Expert: Sherman D. - 8/30/2007

Question
I need some help with my Precalculus homework. I'm tryng to find the range for g(x)=5+ the square root of 4-x

Answer
g(x) = 5 + sqrt(4 - x)
y = 5 + sqrt(4 - x) or 5 - sqrt(4 - x)

switch the x and y, then solve for y

x = 5 ± sqrt(4 - y)
x - 5 = ±sqrt(4 - y)
±(x - 5) = sqrt(4 - y)
(±(x - 5)^2) = 4 - y
-y = ±(x - 5)^2 - 4
y = ±(x - 5)^2 + 4

y = ±(x - 5)^2 + 4
y = ±(x^2 - 10x + 25) + 4
y = ((x^2 - 10x + 25) or (-x^2 + 10x - 25)) + 4
y = (x^2 - 10x + 29) or (-x^2 + 10x - 21)

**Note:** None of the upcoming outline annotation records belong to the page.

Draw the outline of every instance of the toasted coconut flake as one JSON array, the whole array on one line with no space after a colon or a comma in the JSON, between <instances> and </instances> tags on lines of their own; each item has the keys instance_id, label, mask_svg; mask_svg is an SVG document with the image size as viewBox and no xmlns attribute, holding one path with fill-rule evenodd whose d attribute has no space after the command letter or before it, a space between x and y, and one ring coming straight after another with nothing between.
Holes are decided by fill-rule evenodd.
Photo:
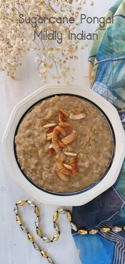
<instances>
[{"instance_id":1,"label":"toasted coconut flake","mask_svg":"<svg viewBox=\"0 0 125 264\"><path fill-rule=\"evenodd\" d=\"M61 122L59 123L59 125L60 128L63 128L65 130L67 130L71 127L71 125L68 123Z\"/></svg>"},{"instance_id":2,"label":"toasted coconut flake","mask_svg":"<svg viewBox=\"0 0 125 264\"><path fill-rule=\"evenodd\" d=\"M70 159L70 165L71 167L72 167L72 164L75 164L76 163L77 158L77 157L72 157L72 158L71 158Z\"/></svg>"},{"instance_id":3,"label":"toasted coconut flake","mask_svg":"<svg viewBox=\"0 0 125 264\"><path fill-rule=\"evenodd\" d=\"M51 136L48 136L47 138L47 140L50 140L50 139L52 139Z\"/></svg>"},{"instance_id":4,"label":"toasted coconut flake","mask_svg":"<svg viewBox=\"0 0 125 264\"><path fill-rule=\"evenodd\" d=\"M61 134L62 134L64 136L65 136L66 133L64 129L63 128L60 128L60 132L61 133Z\"/></svg>"},{"instance_id":5,"label":"toasted coconut flake","mask_svg":"<svg viewBox=\"0 0 125 264\"><path fill-rule=\"evenodd\" d=\"M64 174L66 174L66 175L71 175L72 174L72 171L71 169L68 169L65 168L62 169L61 171L61 172L64 173Z\"/></svg>"},{"instance_id":6,"label":"toasted coconut flake","mask_svg":"<svg viewBox=\"0 0 125 264\"><path fill-rule=\"evenodd\" d=\"M65 115L66 116L67 116L68 117L69 117L68 114L66 112L65 112L65 111L64 111L64 110L63 110L62 109L60 109L60 112L61 112L61 113L62 113Z\"/></svg>"},{"instance_id":7,"label":"toasted coconut flake","mask_svg":"<svg viewBox=\"0 0 125 264\"><path fill-rule=\"evenodd\" d=\"M52 157L55 154L55 150L54 149L51 148L51 149L49 149L49 153L51 157Z\"/></svg>"},{"instance_id":8,"label":"toasted coconut flake","mask_svg":"<svg viewBox=\"0 0 125 264\"><path fill-rule=\"evenodd\" d=\"M59 169L64 169L65 168L63 163L57 163L57 166Z\"/></svg>"},{"instance_id":9,"label":"toasted coconut flake","mask_svg":"<svg viewBox=\"0 0 125 264\"><path fill-rule=\"evenodd\" d=\"M56 124L56 123L53 123L52 124L47 124L47 125L45 125L45 126L44 126L43 127L44 128L51 128L52 126L55 126Z\"/></svg>"},{"instance_id":10,"label":"toasted coconut flake","mask_svg":"<svg viewBox=\"0 0 125 264\"><path fill-rule=\"evenodd\" d=\"M61 171L61 170L56 169L56 172L58 177L65 182L68 182L69 181L69 176L66 175Z\"/></svg>"},{"instance_id":11,"label":"toasted coconut flake","mask_svg":"<svg viewBox=\"0 0 125 264\"><path fill-rule=\"evenodd\" d=\"M52 132L51 132L51 133L49 133L49 134L47 134L47 136L52 136Z\"/></svg>"},{"instance_id":12,"label":"toasted coconut flake","mask_svg":"<svg viewBox=\"0 0 125 264\"><path fill-rule=\"evenodd\" d=\"M56 126L54 129L52 136L52 144L58 150L60 150L61 149L61 147L58 141L58 134L60 131L61 129L59 126Z\"/></svg>"},{"instance_id":13,"label":"toasted coconut flake","mask_svg":"<svg viewBox=\"0 0 125 264\"><path fill-rule=\"evenodd\" d=\"M77 157L72 157L70 159L70 165L72 167L72 172L73 175L76 175L78 173L77 167Z\"/></svg>"},{"instance_id":14,"label":"toasted coconut flake","mask_svg":"<svg viewBox=\"0 0 125 264\"><path fill-rule=\"evenodd\" d=\"M82 119L82 118L85 118L86 117L87 115L84 113L71 113L70 114L69 118L71 119L73 119L74 120L77 120L79 119Z\"/></svg>"},{"instance_id":15,"label":"toasted coconut flake","mask_svg":"<svg viewBox=\"0 0 125 264\"><path fill-rule=\"evenodd\" d=\"M58 163L63 163L65 158L65 155L62 152L61 152L59 158L57 159Z\"/></svg>"},{"instance_id":16,"label":"toasted coconut flake","mask_svg":"<svg viewBox=\"0 0 125 264\"><path fill-rule=\"evenodd\" d=\"M63 163L63 165L66 168L66 169L71 169L72 167L71 166L70 166L69 165L68 165L67 164L65 164L64 163Z\"/></svg>"},{"instance_id":17,"label":"toasted coconut flake","mask_svg":"<svg viewBox=\"0 0 125 264\"><path fill-rule=\"evenodd\" d=\"M65 145L64 145L64 143L63 143L63 142L61 142L61 141L60 140L59 140L59 139L58 139L58 140L61 148L66 148L66 146L65 146Z\"/></svg>"},{"instance_id":18,"label":"toasted coconut flake","mask_svg":"<svg viewBox=\"0 0 125 264\"><path fill-rule=\"evenodd\" d=\"M59 150L59 151L58 153L57 153L55 156L55 157L56 159L58 159L59 157L59 155L61 152L61 150Z\"/></svg>"},{"instance_id":19,"label":"toasted coconut flake","mask_svg":"<svg viewBox=\"0 0 125 264\"><path fill-rule=\"evenodd\" d=\"M44 121L41 121L41 126L44 126L44 125L45 125L45 124L46 123Z\"/></svg>"},{"instance_id":20,"label":"toasted coconut flake","mask_svg":"<svg viewBox=\"0 0 125 264\"><path fill-rule=\"evenodd\" d=\"M55 150L56 152L57 152L57 153L58 153L58 150L57 149L57 148L55 147L55 146L54 146L54 145L52 145L51 147L52 148L54 149L55 149Z\"/></svg>"},{"instance_id":21,"label":"toasted coconut flake","mask_svg":"<svg viewBox=\"0 0 125 264\"><path fill-rule=\"evenodd\" d=\"M72 156L73 157L77 156L76 153L72 153L71 152L65 152L65 154L66 155L67 155L68 156Z\"/></svg>"},{"instance_id":22,"label":"toasted coconut flake","mask_svg":"<svg viewBox=\"0 0 125 264\"><path fill-rule=\"evenodd\" d=\"M50 128L50 129L49 129L49 130L47 130L47 131L46 131L46 133L47 134L49 134L50 133L51 133L52 132L53 132L54 129L54 128L55 128L55 126L52 126L52 128Z\"/></svg>"},{"instance_id":23,"label":"toasted coconut flake","mask_svg":"<svg viewBox=\"0 0 125 264\"><path fill-rule=\"evenodd\" d=\"M66 120L66 117L62 113L61 113L61 112L60 112L60 113L59 113L58 116L59 121L60 123L61 122L63 122L63 120Z\"/></svg>"},{"instance_id":24,"label":"toasted coconut flake","mask_svg":"<svg viewBox=\"0 0 125 264\"><path fill-rule=\"evenodd\" d=\"M65 145L69 144L74 139L74 136L76 134L76 131L73 129L72 133L65 138L61 139L61 141L64 143Z\"/></svg>"}]
</instances>

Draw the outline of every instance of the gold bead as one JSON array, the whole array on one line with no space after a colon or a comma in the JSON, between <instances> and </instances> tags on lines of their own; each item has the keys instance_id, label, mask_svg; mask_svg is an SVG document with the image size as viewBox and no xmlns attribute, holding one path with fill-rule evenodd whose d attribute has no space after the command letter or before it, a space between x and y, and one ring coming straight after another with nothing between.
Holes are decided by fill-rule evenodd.
<instances>
[{"instance_id":1,"label":"gold bead","mask_svg":"<svg viewBox=\"0 0 125 264\"><path fill-rule=\"evenodd\" d=\"M37 228L36 229L36 234L37 235L40 237L42 236L42 230L40 228Z\"/></svg>"},{"instance_id":2,"label":"gold bead","mask_svg":"<svg viewBox=\"0 0 125 264\"><path fill-rule=\"evenodd\" d=\"M21 225L22 224L22 218L19 215L16 215L16 221L17 223L18 223L19 225Z\"/></svg>"},{"instance_id":3,"label":"gold bead","mask_svg":"<svg viewBox=\"0 0 125 264\"><path fill-rule=\"evenodd\" d=\"M87 234L87 231L84 229L80 229L80 230L78 230L78 232L81 235L86 235Z\"/></svg>"},{"instance_id":4,"label":"gold bead","mask_svg":"<svg viewBox=\"0 0 125 264\"><path fill-rule=\"evenodd\" d=\"M59 217L58 213L56 212L53 215L53 221L54 222L56 222Z\"/></svg>"},{"instance_id":5,"label":"gold bead","mask_svg":"<svg viewBox=\"0 0 125 264\"><path fill-rule=\"evenodd\" d=\"M60 235L59 234L56 234L55 235L54 235L52 238L52 241L56 241L57 240Z\"/></svg>"},{"instance_id":6,"label":"gold bead","mask_svg":"<svg viewBox=\"0 0 125 264\"><path fill-rule=\"evenodd\" d=\"M26 204L26 200L20 200L17 203L17 205L23 205Z\"/></svg>"},{"instance_id":7,"label":"gold bead","mask_svg":"<svg viewBox=\"0 0 125 264\"><path fill-rule=\"evenodd\" d=\"M33 236L31 235L31 234L30 234L30 233L27 234L27 237L29 241L30 241L31 242L32 242L32 243L34 242Z\"/></svg>"},{"instance_id":8,"label":"gold bead","mask_svg":"<svg viewBox=\"0 0 125 264\"><path fill-rule=\"evenodd\" d=\"M100 228L100 231L101 232L103 232L104 233L107 233L107 232L110 231L110 229L109 227L101 227Z\"/></svg>"},{"instance_id":9,"label":"gold bead","mask_svg":"<svg viewBox=\"0 0 125 264\"><path fill-rule=\"evenodd\" d=\"M46 251L44 250L41 250L40 251L41 254L43 258L47 258L47 253Z\"/></svg>"},{"instance_id":10,"label":"gold bead","mask_svg":"<svg viewBox=\"0 0 125 264\"><path fill-rule=\"evenodd\" d=\"M39 215L39 209L37 207L35 207L34 208L34 213L37 216Z\"/></svg>"},{"instance_id":11,"label":"gold bead","mask_svg":"<svg viewBox=\"0 0 125 264\"><path fill-rule=\"evenodd\" d=\"M67 218L70 222L72 220L72 216L70 212L68 212L67 214Z\"/></svg>"}]
</instances>

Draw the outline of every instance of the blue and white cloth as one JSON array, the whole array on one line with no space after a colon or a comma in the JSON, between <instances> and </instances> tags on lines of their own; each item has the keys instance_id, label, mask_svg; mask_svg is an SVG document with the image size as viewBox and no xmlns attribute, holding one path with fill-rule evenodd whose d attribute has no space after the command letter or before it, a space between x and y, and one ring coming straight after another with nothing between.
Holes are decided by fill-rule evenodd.
<instances>
[{"instance_id":1,"label":"blue and white cloth","mask_svg":"<svg viewBox=\"0 0 125 264\"><path fill-rule=\"evenodd\" d=\"M98 40L89 58L90 88L117 109L125 129L125 0L118 0L105 16L113 23L98 26ZM114 185L89 202L73 207L78 229L125 225L125 162ZM83 264L125 264L125 231L72 235Z\"/></svg>"}]
</instances>

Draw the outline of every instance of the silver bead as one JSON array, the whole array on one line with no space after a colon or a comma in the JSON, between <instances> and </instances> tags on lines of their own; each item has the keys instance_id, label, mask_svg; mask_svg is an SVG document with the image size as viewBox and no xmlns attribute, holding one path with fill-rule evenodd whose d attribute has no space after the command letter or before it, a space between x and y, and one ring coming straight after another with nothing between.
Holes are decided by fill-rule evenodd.
<instances>
[{"instance_id":1,"label":"silver bead","mask_svg":"<svg viewBox=\"0 0 125 264\"><path fill-rule=\"evenodd\" d=\"M35 250L37 250L38 251L40 251L40 248L39 247L37 244L36 243L33 243L33 244L34 247L34 249L35 249Z\"/></svg>"},{"instance_id":2,"label":"silver bead","mask_svg":"<svg viewBox=\"0 0 125 264\"><path fill-rule=\"evenodd\" d=\"M75 231L77 231L78 230L77 228L76 225L73 222L71 222L70 223L71 226L71 228L72 229L73 229L73 230L75 230Z\"/></svg>"},{"instance_id":3,"label":"silver bead","mask_svg":"<svg viewBox=\"0 0 125 264\"><path fill-rule=\"evenodd\" d=\"M67 210L66 210L66 209L63 209L63 208L58 210L58 213L59 213L60 214L65 214L66 213L67 213Z\"/></svg>"},{"instance_id":4,"label":"silver bead","mask_svg":"<svg viewBox=\"0 0 125 264\"><path fill-rule=\"evenodd\" d=\"M21 225L21 227L22 231L24 233L27 233L28 232L26 227L24 227L24 225Z\"/></svg>"},{"instance_id":5,"label":"silver bead","mask_svg":"<svg viewBox=\"0 0 125 264\"><path fill-rule=\"evenodd\" d=\"M35 221L35 225L36 227L38 227L40 223L40 220L39 217L37 217Z\"/></svg>"},{"instance_id":6,"label":"silver bead","mask_svg":"<svg viewBox=\"0 0 125 264\"><path fill-rule=\"evenodd\" d=\"M51 240L49 238L46 237L42 237L42 239L45 243L49 243L50 242L51 242Z\"/></svg>"},{"instance_id":7,"label":"silver bead","mask_svg":"<svg viewBox=\"0 0 125 264\"><path fill-rule=\"evenodd\" d=\"M94 229L94 228L92 228L89 231L89 233L90 235L95 235L96 234L98 233L98 230L97 229Z\"/></svg>"},{"instance_id":8,"label":"silver bead","mask_svg":"<svg viewBox=\"0 0 125 264\"><path fill-rule=\"evenodd\" d=\"M27 202L30 206L33 206L33 207L35 206L35 204L32 201L27 201Z\"/></svg>"},{"instance_id":9,"label":"silver bead","mask_svg":"<svg viewBox=\"0 0 125 264\"><path fill-rule=\"evenodd\" d=\"M58 225L56 223L54 223L53 224L53 227L55 229L57 232L59 232L59 227Z\"/></svg>"},{"instance_id":10,"label":"silver bead","mask_svg":"<svg viewBox=\"0 0 125 264\"><path fill-rule=\"evenodd\" d=\"M112 228L113 231L115 231L115 232L120 232L121 231L122 228L121 227L113 227Z\"/></svg>"},{"instance_id":11,"label":"silver bead","mask_svg":"<svg viewBox=\"0 0 125 264\"><path fill-rule=\"evenodd\" d=\"M49 264L54 264L52 260L50 258L48 258L47 260Z\"/></svg>"},{"instance_id":12,"label":"silver bead","mask_svg":"<svg viewBox=\"0 0 125 264\"><path fill-rule=\"evenodd\" d=\"M15 214L17 214L19 211L19 209L18 205L15 205L13 208L13 211Z\"/></svg>"}]
</instances>

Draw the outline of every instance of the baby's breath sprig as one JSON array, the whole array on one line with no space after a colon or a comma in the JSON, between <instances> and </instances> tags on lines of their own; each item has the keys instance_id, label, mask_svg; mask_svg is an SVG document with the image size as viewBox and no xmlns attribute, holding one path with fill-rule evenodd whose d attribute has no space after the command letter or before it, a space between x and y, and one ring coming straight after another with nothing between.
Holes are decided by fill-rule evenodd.
<instances>
[{"instance_id":1,"label":"baby's breath sprig","mask_svg":"<svg viewBox=\"0 0 125 264\"><path fill-rule=\"evenodd\" d=\"M91 0L91 5L93 4ZM56 79L57 83L61 80L66 80L68 84L69 79L74 78L71 72L71 69L68 66L70 60L78 58L75 53L80 47L83 49L84 46L79 45L79 41L69 40L68 32L74 32L76 25L79 21L76 20L73 24L58 23L54 19L54 23L49 21L51 17L70 17L76 20L81 9L81 0L76 0L74 4L73 0L1 0L0 6L0 70L5 71L6 74L15 79L15 71L21 65L22 57L30 49L36 53L34 60L38 64L37 69L42 82L45 83L47 76L52 79ZM84 4L86 2L84 0ZM23 14L24 19L29 18L47 17L45 23L36 25L33 27L31 23L19 22L19 16ZM52 20L51 20L52 21ZM34 24L35 25L35 24ZM40 36L34 39L35 30L38 34L41 30L52 33L55 31L59 34L62 34L62 41L57 44L54 40L48 39L42 40ZM53 74L55 69L56 74Z\"/></svg>"}]
</instances>

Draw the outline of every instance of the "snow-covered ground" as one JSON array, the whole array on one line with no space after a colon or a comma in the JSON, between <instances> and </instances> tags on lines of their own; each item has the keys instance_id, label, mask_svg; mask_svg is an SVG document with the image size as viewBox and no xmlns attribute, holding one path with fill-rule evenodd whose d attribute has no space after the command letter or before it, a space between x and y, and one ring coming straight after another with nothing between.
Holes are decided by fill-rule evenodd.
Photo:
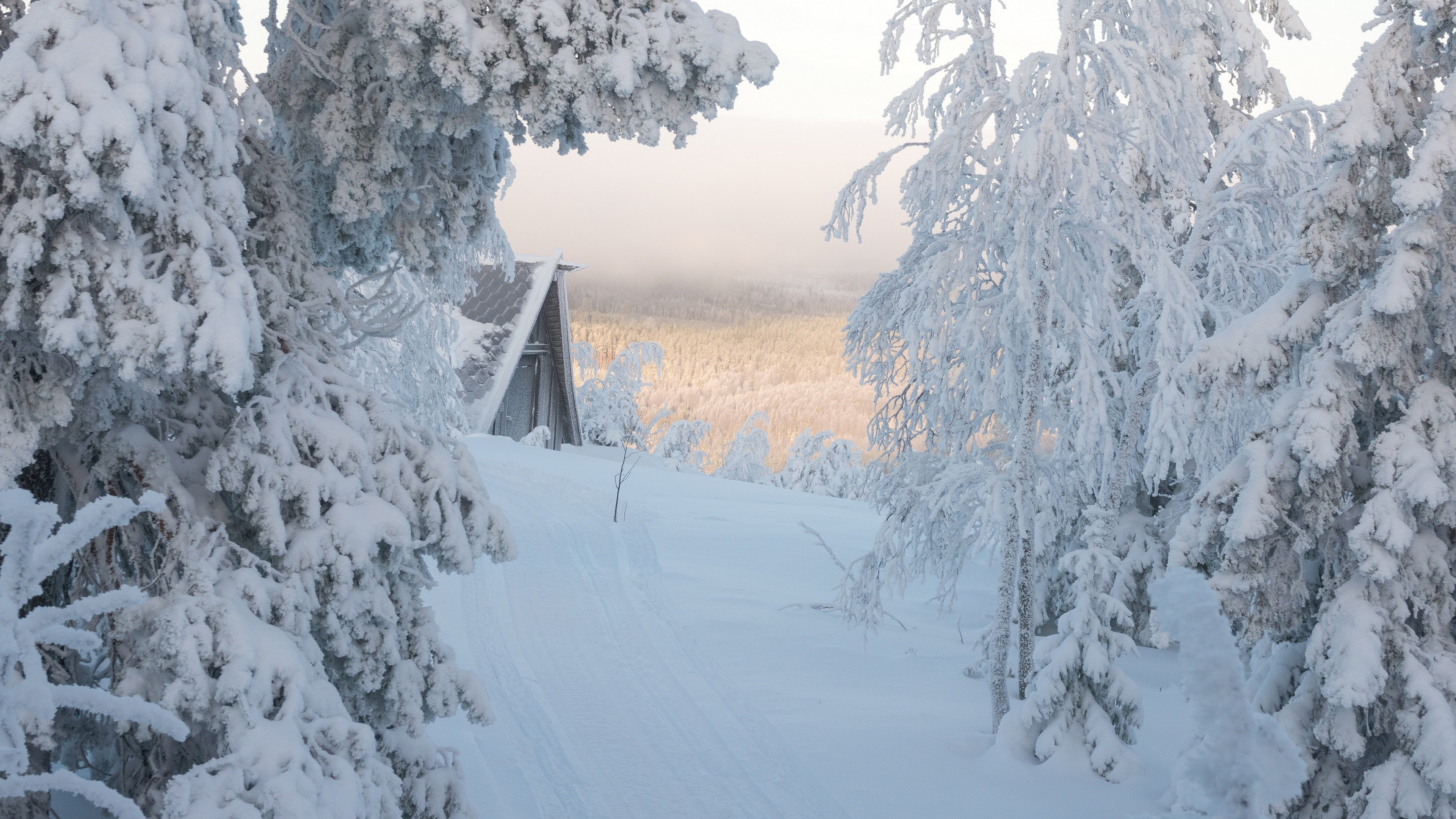
<instances>
[{"instance_id":1,"label":"snow-covered ground","mask_svg":"<svg viewBox=\"0 0 1456 819\"><path fill-rule=\"evenodd\" d=\"M1191 723L1175 654L1142 650L1142 769L1096 778L1063 751L1038 764L1013 711L999 742L984 679L962 673L993 571L957 611L929 587L868 637L812 608L879 525L855 501L644 463L612 522L614 450L469 444L520 557L430 593L492 726L437 723L482 818L1098 819L1152 812ZM962 638L964 635L964 638ZM964 640L964 641L962 641Z\"/></svg>"}]
</instances>

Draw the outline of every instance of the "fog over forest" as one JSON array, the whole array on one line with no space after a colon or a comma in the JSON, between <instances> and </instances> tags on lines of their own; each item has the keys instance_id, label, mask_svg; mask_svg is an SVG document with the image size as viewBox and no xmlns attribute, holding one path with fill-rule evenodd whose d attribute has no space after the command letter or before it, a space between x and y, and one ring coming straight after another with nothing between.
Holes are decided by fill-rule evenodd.
<instances>
[{"instance_id":1,"label":"fog over forest","mask_svg":"<svg viewBox=\"0 0 1456 819\"><path fill-rule=\"evenodd\" d=\"M860 447L874 391L844 370L843 328L872 275L667 278L572 274L572 340L596 347L604 366L633 341L662 345L664 369L648 376L644 420L662 407L674 418L712 424L716 466L748 414L769 415L769 465L783 466L792 437L834 430Z\"/></svg>"}]
</instances>

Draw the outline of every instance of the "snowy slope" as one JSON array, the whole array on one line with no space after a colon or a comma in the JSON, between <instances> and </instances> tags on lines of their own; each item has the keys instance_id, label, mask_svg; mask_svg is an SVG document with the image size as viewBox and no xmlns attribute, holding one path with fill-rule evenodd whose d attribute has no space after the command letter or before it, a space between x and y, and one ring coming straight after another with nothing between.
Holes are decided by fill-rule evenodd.
<instances>
[{"instance_id":1,"label":"snowy slope","mask_svg":"<svg viewBox=\"0 0 1456 819\"><path fill-rule=\"evenodd\" d=\"M488 727L437 723L483 818L1118 818L1153 810L1188 742L1174 654L1143 650L1142 771L1112 785L1085 759L999 743L961 634L987 622L993 571L957 612L929 589L868 638L810 608L869 549L865 504L644 463L612 523L610 450L469 439L520 558L431 592L446 638L485 681ZM795 605L804 603L804 605ZM958 628L960 625L960 628Z\"/></svg>"}]
</instances>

x = (-(-10))/(2(1)) or (-10)/(2(-1))
x = (10/2)
x = 5

y = 5^2 - 10(5) + 29
y = 25 - 50 + 29
y = -25 + 29
y = 4

but since we switched the x and y, the true answer is

y =< 5
or
y >= 5

for a graph, go to http://www.calculator.com/calcs/GCalc.html

type in 5 + sqrt(4 - x) and 5 - sqrt(4 - x), and click enter for each one, and you will get your graph which will show you the range.